И до чего все цветы ажурные, изящные, начало и венец творения.
В них взглянешь – и пропадаешь там, в бездне…

   У нас много мяты. Она и в чай, и на зиму насушить, и веник заварить, и на каменку несколько стебелёчков бросить для аромата.
   Цветы… такая Тайна…

   Людмила вновь пробовала развести ночные фиалки. Купили семена, а фиалки оказались не фиалками.
   Днём так себе цветочки, невзрачнее и некуда, а вечером выйдешь в сад, головокружительный аромат. И по дороге течёт, стелется.
Только как об этом расскажешь. Осталось только чувство-воспоминание…
   Ночные фиалки цветут…


   Первые саженцы.

   На Дубовой с папой накопали смородины чёрной и красной, тёрна. Рассадили, всё приросло. За тёрн переживали: корень длинный, в землю глубоко уходит. Думали, не приживётся.
   Тёрн разросся, и сейчас приходится с ним вести борьбу, чтобы не разрастался.
   Тёрн для разнообразия. Плоды мы никуда не используем, ну, редко в компот, а цветёт хорошо и растёт у места.
   Ещё с Дубовой привезли иргу и вишню. Практической пользы никакой. Если и есть ягоды, птицы всё подчистую собирают. А для разнообразия  очень хорошо.
   Я одно время даже красную смородину укрывным материалом от птичек укутывал,  иначе никаких ягод нам не видать.

   Ещё привезли с Дубовой сирень белую и обычную. Обычная сирень на второй год расцвела, а белую, Людмила очень её почитает, расцвела лет через восемь. Расцвела, мы уж так любовались-радовались.

   От прежних хозяев остались четыре яблоньки, кусты старой смородины и всё остальное пусто, голо.
   Стали разводить сад-лес.
   В лесу набрал саженцев калины, посадили около домика, по тропинке в баню, где низинка, около колодца. Рассаживал иву, потом с огорода её убрал, оставил около забора, что к лесу.
   Олег, Лёха, Мишка приносили саженцы ели, сосны, лиственницы – рассаживал понемногу.
   Посадили два саженца кедра. Долго они болели, сидели, думали, расти им или нет. Потихоньку поправились.
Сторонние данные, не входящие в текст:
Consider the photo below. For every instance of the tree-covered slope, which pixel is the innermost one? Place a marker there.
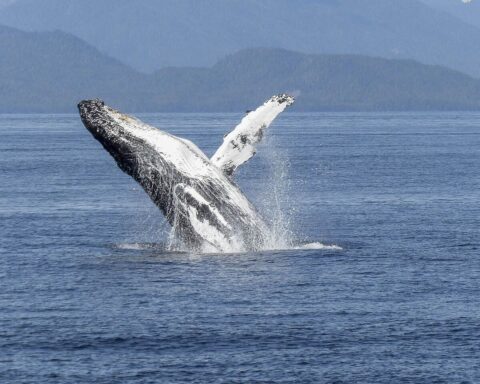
(151, 34)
   Первую берёзку посадил в дальнем углу. Было махонькое деревце, а место удачно выбрал. Берёзка хорошо приросла, раздвоилась и вымахала в огромное дерево-великан.
   Смотрим, не верится, что на наших глазах такое чудо могло вырасти. В сентябре-октябре вся светится в солнечном свете, сверкает.

   Ещё берёзок насажал, эти помедленнее растут, но их уже много. Радуют белоствольные, навевают что-то хорошее, - словами не выскажешь. У нас много чего в саду самоцветного, в том числе и берёзы.
Молоденькие берёзки наш сад освещают.

   Набрал в лесу желудей, рассадил их по-вдоль забора. Из многих десятков выросло два, такие они мощные, даже не верится.
   А теперь птички помогают. Смотришь, опять то тут, то там росточки молоденькие появились. Пусть растут. А пока растут, сколько им всего надо преодолеть. Зимой то морозы, то снега навалятся. В сезон падёт на них мучнистая роса, листочки сначала как в молоке, начинают жухнуть, хоть плачь.
   А лето-сушь?
  Такая жара, листьям впору в трубочку сворачиваться. И ведь всё не польёшь. Только на авось  да небось и надеешься.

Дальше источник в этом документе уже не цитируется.